На этот раз он мертв.
Упавший труп валялся тряпичной куклой на земле, разбросав изжеванные пулями руки и раскрыв искаженный рот, будто собираясь выкрикнуть оскорбление небу.
Издав глубокий вздох облегчения, я обтер лицо и сказал:
– Он мертв… слава Богу. На этот раз он действительно мертв.
И я повторил это еще раз. И в третий раз. Чтобы убедить самого себя.
Кейт потянула меня за руку, желая отвлечь мое внимание от трупа ради кое-чего другого. Люди с верхней палубы потекли вниз по трапу. Оружие они небрежно несли в руках дулами вниз. Они терли глаза, трясли головами, как будто только что пробудились от глубокого сна. Галлюцинации их оставили. Некоторые оглядывались по сторонам, еще оглушенные эффектом электрического поля, другие с глуповатым недоумением смотрели на останки человека, который называл себя Иисусом, но этих было мало. Почти все глядели на лавину беженцев, текущую к кораблю через горячий пепел.

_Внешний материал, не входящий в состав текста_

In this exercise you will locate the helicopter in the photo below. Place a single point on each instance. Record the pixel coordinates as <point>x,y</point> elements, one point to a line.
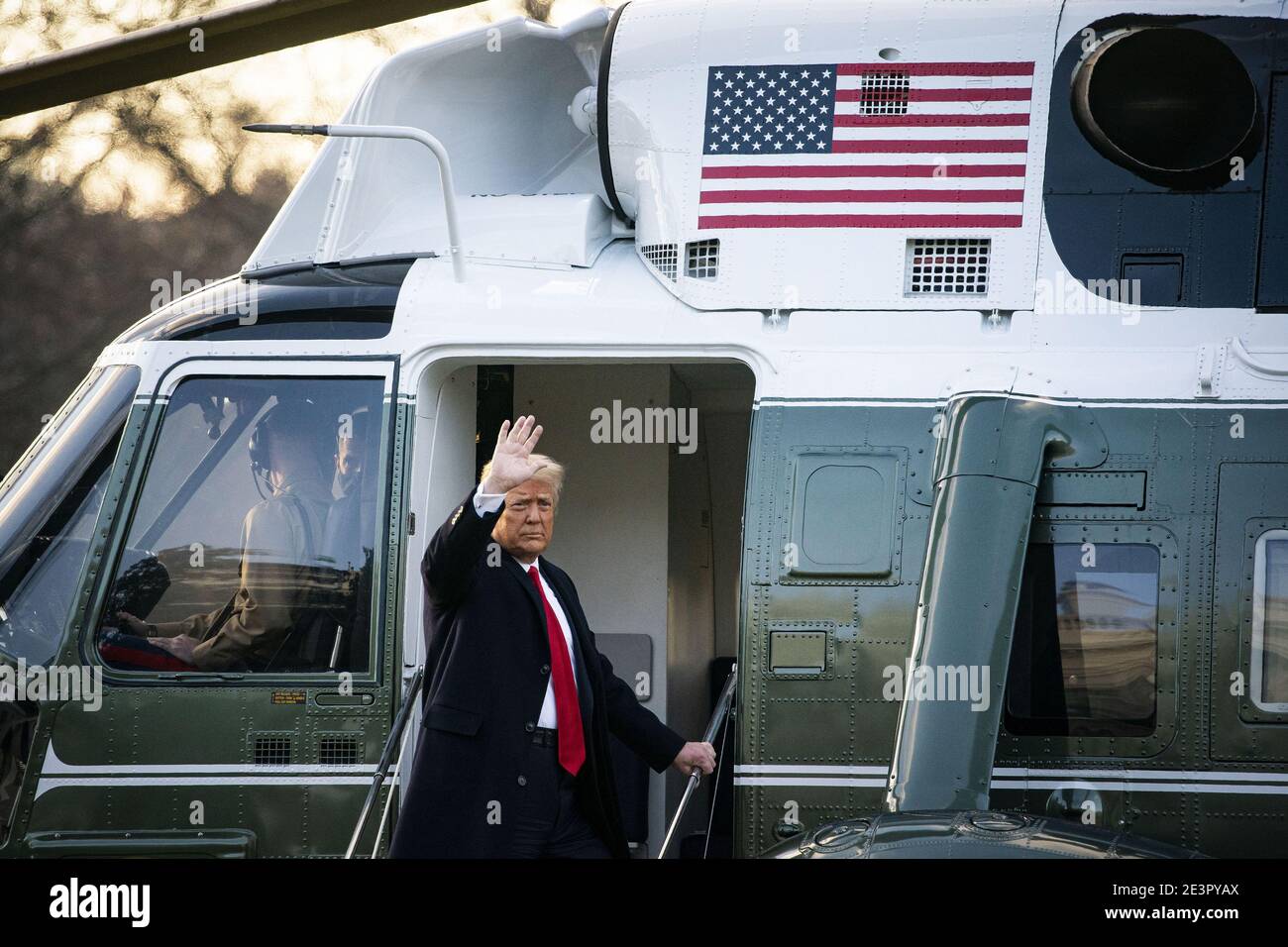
<point>938,352</point>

Они были уже ближе пятидесяти метров. На их лица легла печать изнеможения, убравшая из глаз выражение боли, несмотря на покрытые волдырями босые ноги, на обожженные ядовитым газом легкие. У них был вид почти безмятежный, заставляющий вспомнить иконы святых мучеников. Даже намека на агрессивность не было ни в одном из этих тысяч людей. Единственное, что им было нужно – спасти детей. Только это имело значение.